Нет, не прав батюшка, совсем не грех молиться вместе с мусульманином за души иноверцев, павших в бою за Сирию: суннита и шиита, друза и алавита, и за брата своего по вере христианина Павла, совсем юного, с русым волнистым чубом и пронзительной синевы глазами. Конечно же, он и не Павел вовсе, да только сам же, смеясь, просил называть его именно так:
– Ты русский, тебе не запомнить имя моё, так что зови, как звали первого христианина на земле сирийской. Я же ведь здесь, среди них, – он взмахом руки с улыбкой на устах обводил рукой тесно толпящихся бойцов, – тоже вроде как первый из христиан апостол Павел. А теперь вот и вы пришли, овцы заблудшие, – и шутливо кивнул на нас.
Всего за несколько дней роднее родни стали сирийские ребята из штурмовой группы армейского спецназа, и не мог отпустить теперь души их без молитвы.
А потом была мечеть Омейядов. Сюда нельзя входить обутым, и мы оставляем туфли у входа. Нельзя входить с дурными помыслами, но у нас их нет – только грусть от предстоящего расставания с Дамаском, с Сирией, с Виктором и Васей, с бойцами бригады, со всеми, с кем свела судьба. Тем более нельзя входить с оружием. Но с пистолетом я не могу и не хочу расставаться, потому задвигаю кобуру подальше под пиджак. Служитель мечети у входа внимательно смотрит на нас: всё-таки появление здесь и сейчас европейца если не в диковину, то необычно, тем более русского. Он узнал меня – двухчасовое интервью со мною всю неделю крутили по всем каналам, и моя физиономия с повязкой на челюсти преследовала правоверных и не очень несколько дней кряду повсюду, где был установлен экран – в кафе, в торговых центрах, в офисах. Он делает вид, что не видит движения моей руки под полу пиджака, хотя жест достаточно красноречив, склоняет голову в полупоклоне и взмахом руки приглашает следовать за ним.
Молящихся почти нет, всего несколько человек в отдалении. Служитель ведет нас по палате, степенно рассказывает и показывает, где находится молитвенное помещение, что такое михраб и где он, показывает на минбар[80], а Виктор переводит. Подводит к усыпальнице с головой Иоанна Предтечи. Боже мой, какой же я невежда! Ну хоть это мог бы знать, христианином всё-таки считаюсь. А изображение Звезды Давида и вовсе повергает в ступор. Как всё переплелось! Я, кажется, начинаю понимать взаимную терпимость сирийцев, которую стали разрушать чёрные силы, позавидовавшие им. Вот она, вселенская печаль о благополучии ближнего!
– «Воистину, Аллах – с теми, кто богобоязнен и кто творит добро»[81], – произносит служитель на прощание и грустно смотрит на нас. – Вы творите добро, и да хранит вас Аллах.
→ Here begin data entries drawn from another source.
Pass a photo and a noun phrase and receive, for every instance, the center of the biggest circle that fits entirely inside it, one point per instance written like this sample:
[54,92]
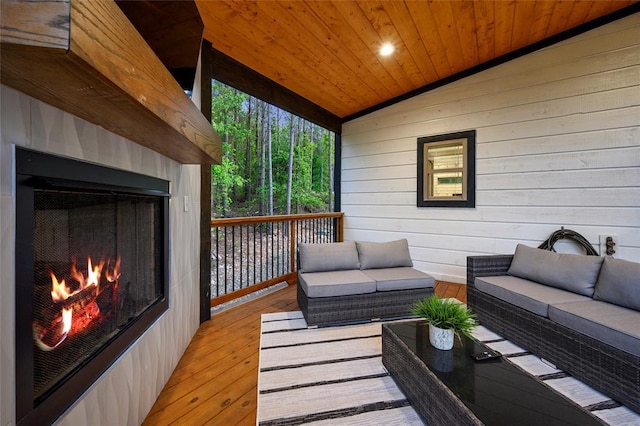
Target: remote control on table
[488,354]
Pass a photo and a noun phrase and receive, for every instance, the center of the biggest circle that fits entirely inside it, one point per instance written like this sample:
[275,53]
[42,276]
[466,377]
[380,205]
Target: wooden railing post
[233,255]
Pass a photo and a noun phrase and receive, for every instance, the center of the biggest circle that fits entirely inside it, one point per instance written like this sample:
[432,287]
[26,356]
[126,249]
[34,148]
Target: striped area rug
[335,376]
[326,376]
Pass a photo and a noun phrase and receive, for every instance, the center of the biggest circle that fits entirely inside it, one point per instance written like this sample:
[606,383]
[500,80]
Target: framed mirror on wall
[446,170]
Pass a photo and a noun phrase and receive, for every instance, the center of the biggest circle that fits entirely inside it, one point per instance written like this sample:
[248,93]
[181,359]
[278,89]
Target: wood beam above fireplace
[86,58]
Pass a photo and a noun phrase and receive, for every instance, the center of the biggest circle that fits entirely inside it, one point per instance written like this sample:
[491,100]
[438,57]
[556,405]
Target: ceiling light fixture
[386,49]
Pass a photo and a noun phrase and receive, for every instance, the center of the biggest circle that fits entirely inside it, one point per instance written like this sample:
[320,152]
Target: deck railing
[252,253]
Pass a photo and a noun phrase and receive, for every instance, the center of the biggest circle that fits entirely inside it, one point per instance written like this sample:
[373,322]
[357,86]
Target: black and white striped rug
[334,375]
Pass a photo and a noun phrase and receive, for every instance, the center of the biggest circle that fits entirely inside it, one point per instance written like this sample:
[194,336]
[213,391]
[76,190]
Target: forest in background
[273,162]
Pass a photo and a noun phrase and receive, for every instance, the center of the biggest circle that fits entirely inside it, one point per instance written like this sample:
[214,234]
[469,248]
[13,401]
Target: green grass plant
[447,314]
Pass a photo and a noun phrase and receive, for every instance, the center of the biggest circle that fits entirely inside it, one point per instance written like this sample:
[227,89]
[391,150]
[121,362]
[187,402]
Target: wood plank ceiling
[327,51]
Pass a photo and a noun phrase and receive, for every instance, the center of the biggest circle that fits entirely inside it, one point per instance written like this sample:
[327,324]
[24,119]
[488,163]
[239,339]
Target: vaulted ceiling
[327,51]
[322,57]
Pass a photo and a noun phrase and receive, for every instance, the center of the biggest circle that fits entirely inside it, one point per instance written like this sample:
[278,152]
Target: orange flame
[59,290]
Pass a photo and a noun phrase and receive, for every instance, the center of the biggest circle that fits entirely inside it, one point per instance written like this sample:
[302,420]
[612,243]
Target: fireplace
[91,274]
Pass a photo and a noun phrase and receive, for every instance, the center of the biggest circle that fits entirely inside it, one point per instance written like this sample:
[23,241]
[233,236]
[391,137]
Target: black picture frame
[469,176]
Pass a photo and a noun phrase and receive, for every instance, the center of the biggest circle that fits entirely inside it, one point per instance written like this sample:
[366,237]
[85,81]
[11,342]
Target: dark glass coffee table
[450,388]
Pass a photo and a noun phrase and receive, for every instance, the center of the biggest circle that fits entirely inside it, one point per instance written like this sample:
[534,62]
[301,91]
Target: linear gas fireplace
[91,274]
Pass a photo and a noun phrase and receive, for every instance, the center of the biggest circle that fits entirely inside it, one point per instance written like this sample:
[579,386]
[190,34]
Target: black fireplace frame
[41,170]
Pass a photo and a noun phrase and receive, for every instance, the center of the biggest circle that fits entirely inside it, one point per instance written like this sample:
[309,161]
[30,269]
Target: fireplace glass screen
[91,274]
[98,261]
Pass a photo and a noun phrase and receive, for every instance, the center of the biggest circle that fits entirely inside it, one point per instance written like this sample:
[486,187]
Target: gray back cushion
[392,254]
[574,272]
[619,283]
[328,257]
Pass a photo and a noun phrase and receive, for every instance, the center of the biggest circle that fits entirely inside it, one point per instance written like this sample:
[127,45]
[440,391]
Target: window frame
[468,170]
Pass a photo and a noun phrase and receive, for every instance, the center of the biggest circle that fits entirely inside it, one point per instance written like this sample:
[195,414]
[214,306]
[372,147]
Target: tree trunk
[270,160]
[262,160]
[290,170]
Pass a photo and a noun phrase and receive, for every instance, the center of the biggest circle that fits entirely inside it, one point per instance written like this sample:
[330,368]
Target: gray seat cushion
[574,272]
[405,278]
[335,283]
[392,254]
[525,294]
[328,257]
[608,323]
[619,283]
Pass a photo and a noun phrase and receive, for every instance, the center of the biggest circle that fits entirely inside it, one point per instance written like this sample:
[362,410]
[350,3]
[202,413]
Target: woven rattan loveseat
[611,366]
[358,281]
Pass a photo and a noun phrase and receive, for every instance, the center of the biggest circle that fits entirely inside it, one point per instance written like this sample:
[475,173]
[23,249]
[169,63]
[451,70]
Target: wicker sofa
[358,281]
[581,313]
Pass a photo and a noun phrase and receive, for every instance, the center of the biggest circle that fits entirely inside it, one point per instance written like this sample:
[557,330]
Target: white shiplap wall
[558,144]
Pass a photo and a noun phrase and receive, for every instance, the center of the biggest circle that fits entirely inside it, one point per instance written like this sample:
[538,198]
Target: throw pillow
[392,254]
[328,257]
[619,283]
[574,272]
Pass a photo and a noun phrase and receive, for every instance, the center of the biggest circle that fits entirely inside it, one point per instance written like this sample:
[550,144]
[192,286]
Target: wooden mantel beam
[86,58]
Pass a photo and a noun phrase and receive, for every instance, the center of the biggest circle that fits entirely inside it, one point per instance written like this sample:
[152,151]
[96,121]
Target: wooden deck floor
[215,381]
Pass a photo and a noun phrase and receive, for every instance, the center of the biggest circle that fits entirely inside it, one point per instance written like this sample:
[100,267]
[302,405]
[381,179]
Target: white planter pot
[441,338]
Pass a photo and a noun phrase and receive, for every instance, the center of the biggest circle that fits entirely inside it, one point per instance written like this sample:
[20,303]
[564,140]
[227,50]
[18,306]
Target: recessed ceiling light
[386,49]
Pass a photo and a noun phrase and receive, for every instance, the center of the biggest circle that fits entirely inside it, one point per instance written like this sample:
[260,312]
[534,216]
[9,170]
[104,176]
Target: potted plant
[446,318]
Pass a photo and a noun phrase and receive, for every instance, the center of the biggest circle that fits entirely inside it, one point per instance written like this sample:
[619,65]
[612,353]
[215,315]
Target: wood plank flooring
[215,381]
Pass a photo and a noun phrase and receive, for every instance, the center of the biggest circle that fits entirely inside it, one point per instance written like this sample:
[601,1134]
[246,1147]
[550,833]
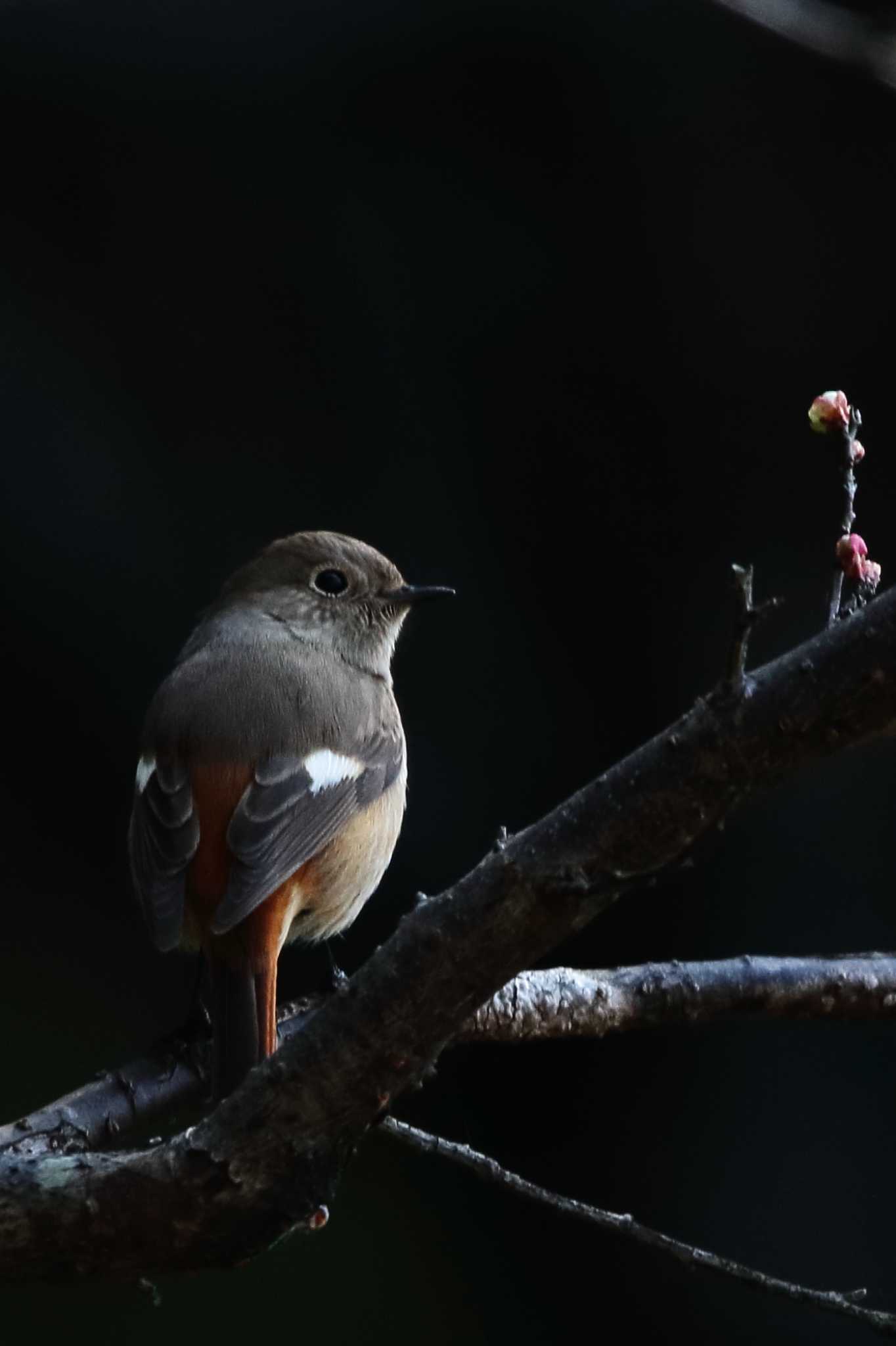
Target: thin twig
[848,485]
[746,620]
[832,1301]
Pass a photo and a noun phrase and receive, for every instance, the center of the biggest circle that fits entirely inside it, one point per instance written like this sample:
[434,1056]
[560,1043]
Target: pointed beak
[416,593]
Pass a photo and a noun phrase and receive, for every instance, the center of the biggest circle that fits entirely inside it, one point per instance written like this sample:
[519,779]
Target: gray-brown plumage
[272,781]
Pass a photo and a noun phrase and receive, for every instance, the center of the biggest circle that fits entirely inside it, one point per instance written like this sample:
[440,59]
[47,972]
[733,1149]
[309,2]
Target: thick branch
[533,1007]
[847,1303]
[568,1003]
[268,1158]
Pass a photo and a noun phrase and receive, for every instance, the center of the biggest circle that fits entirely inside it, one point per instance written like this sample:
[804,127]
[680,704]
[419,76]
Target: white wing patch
[146,766]
[326,769]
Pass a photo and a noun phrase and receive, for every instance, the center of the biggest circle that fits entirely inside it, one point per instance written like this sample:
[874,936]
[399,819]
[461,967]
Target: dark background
[535,298]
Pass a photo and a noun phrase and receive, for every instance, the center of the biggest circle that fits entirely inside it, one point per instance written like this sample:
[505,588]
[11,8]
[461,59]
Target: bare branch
[533,1007]
[825,29]
[746,620]
[834,1302]
[571,1003]
[268,1158]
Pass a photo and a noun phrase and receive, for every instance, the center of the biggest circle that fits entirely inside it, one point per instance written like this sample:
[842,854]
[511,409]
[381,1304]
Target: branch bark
[268,1158]
[535,1007]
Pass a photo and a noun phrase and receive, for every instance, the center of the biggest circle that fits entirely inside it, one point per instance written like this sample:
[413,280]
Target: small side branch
[847,465]
[847,1303]
[746,620]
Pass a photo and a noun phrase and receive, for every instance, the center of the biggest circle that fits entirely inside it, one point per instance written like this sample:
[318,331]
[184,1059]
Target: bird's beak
[416,593]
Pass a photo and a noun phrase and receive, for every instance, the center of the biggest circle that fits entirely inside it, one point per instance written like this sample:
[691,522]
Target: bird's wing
[291,809]
[162,842]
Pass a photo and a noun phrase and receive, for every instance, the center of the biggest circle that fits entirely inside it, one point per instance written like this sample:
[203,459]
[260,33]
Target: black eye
[330,582]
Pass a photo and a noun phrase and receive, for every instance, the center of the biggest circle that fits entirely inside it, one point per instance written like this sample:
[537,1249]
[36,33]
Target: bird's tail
[235,1025]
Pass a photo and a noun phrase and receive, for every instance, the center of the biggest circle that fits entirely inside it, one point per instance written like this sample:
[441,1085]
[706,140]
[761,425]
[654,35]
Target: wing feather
[287,816]
[162,842]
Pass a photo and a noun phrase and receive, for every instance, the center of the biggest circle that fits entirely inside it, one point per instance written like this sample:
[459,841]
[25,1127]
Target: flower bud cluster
[852,553]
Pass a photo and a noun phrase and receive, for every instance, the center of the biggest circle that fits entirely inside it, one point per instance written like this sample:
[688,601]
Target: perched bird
[271,785]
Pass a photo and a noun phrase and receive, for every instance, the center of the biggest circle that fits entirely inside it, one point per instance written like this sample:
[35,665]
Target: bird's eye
[330,582]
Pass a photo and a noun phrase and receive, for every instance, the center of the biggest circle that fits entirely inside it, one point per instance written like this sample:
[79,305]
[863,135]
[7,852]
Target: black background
[535,298]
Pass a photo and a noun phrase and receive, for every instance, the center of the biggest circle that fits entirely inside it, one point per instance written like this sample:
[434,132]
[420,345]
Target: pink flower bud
[829,412]
[870,574]
[851,553]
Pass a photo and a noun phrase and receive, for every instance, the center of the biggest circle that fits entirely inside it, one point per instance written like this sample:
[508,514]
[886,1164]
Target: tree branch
[533,1007]
[836,1302]
[268,1158]
[571,1003]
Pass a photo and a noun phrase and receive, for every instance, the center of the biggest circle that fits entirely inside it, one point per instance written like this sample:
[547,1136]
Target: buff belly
[327,894]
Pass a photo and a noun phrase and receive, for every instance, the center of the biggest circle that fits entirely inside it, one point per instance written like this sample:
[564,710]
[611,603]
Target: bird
[272,777]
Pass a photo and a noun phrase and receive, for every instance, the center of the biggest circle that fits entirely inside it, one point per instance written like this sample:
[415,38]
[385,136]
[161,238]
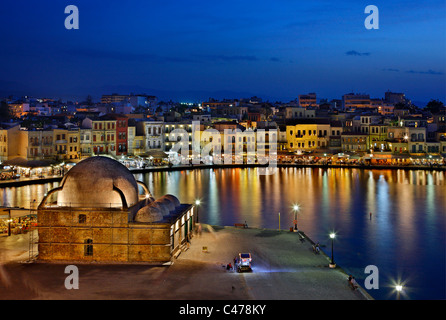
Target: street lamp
[295,209]
[398,289]
[197,204]
[332,264]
Потом мы шли по улочке вдоль стены мечети, и Виктор рассказывал историю древнего Дамаска, показывал, где располагался прежде храм Юпитера, на месте которого была воздвигнута сначала синагога, затем христианская церковь, которая служила и христианам, и мусульманам одновременно, а уж потом на её месте возвели мечеть.
Мощенную древними камнями улочку теснили многочисленные лавочки и магазинчики, но совсем не такие, какими полнится старый Дамаск. В них было какое-то дыхание старины, завораживающая притягательность, они жили своей жизнью, как триста, пятьсот, тысячу лет назад. И словно не было войны. Вообще. Напрочь.
Где бы ни бывал, куда бы ни заносила судьба, но всегда старался начать знакомиться с незнакомым городом со встречи с местным музеем – краеведческим, историческим, художественным… Но чтобы напоследок, в виде сувенира на память – впервые. Я упросил Виктора показать мне Музей истории Сирии. Хоть издали, хоть замок на дверях, хоть рядышком постоять, но ощутить эту притягательность хранимой таинственности, этого космоса, опрокинутого в прошлое. В Национальном музее Дамаска война поселилась, но еще не обжилась. Кованая вязь ворот перехвачена цепью и украшена массивным замком.
– Суббота, выходной. – Я с сожалением прильнул к решетке, стараясь проникнуть взглядом в святое святых.
– Война, – грустно поправил Виктор и вздохнул.